McCain Campaign Assails Mailer In S.C.
Supporters of Republican presidential candidate John McCain on Tuesday assailed a two-page attack mailer sent to newspaper editors across South Carolina that claims McCain turned on his fellow POWs to get better treatment while he was a prisoner in Vietnam.
"Nothing could be further from the truth. I know because I was there," Orson Swindle, a retired Marine lieutenant colonel and former prisoner of war, said in a statement about the mailing from a group called Vietnam Veterans Against John McCain.
"The deceitful smear tactics by such fringe elements as Vietnam Veterans Against McCain must not be allowed into the political process. We are a better people than that, and those responsible should be denounced," said Swindle said.
The anti-McCain group's organizer, Jerry Kiley, who said he also is a Vietnam veteran, said in a phone interview he has been trying to spread what he said is the truth about McCain's record for years.
"John McCain has created this myth that he is a hero and he is not," Kiley said from his home in Garnerville, N.Y.
Kiley's group cites as evidence a May 1973 U.S. News and World Report article written by McCain in which he said on his third or fourth day of captivity after his plane was shot down in 1967 that he realized his knee was so swollen the blood might pool in it and kill him. So he offered to give military information to his captors in exchange for medical treatment.
In the article, McCain said he told the story to make the point the North Vietnamese only gave medical treatment to POWs if they thought they were going to get something in return. He never writes in the article that he went through with his end of the deal.
Kiley claims McCain told the North Vietnamese about American flight routes and that led to an increase in U.S. planes shot down in the following six months.
McCain's South Carolina spokesman, B.J. Boling, on Tuesday said McCain never passed military information to the North Vietnamese and said the campaign was publicizing the attack mailer "to serve as an example of how we can bring these shadowy groups out into the open."
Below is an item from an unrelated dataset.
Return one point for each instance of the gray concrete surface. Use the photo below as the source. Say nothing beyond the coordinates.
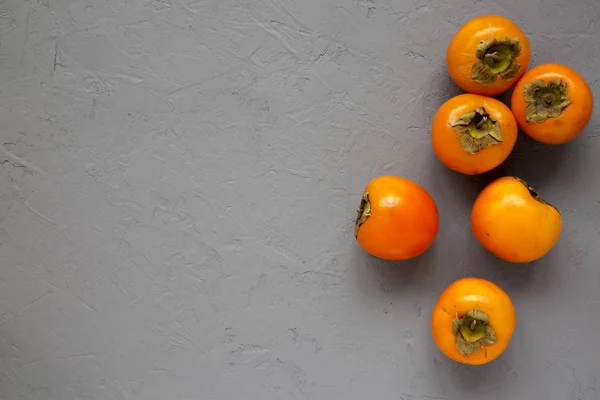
(178, 183)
While Kiley's group says it includes POWs and other veterans, McCain's campaign pointed out he is supported by more than 100 admirals and generals and 75 former POWs, including the two men held for the longest time in North Vietnam.
"This kind of incredible support from those who know him best and this kind for patriotic, loyal and superb service to country reflect the truth about John McCain," Swindle said.
Kiley said his group sent its mailing to 80 newspaper editors in South Carolina. He said he is considering sending the information to editors in states with later primaries.
McCain's supporters in South Carolina have created what they call a "Truth Squad" to counter the kind of negative attacks that derailed his candidacy here in 2000.
The Republican primary in South Carolina is Saturday.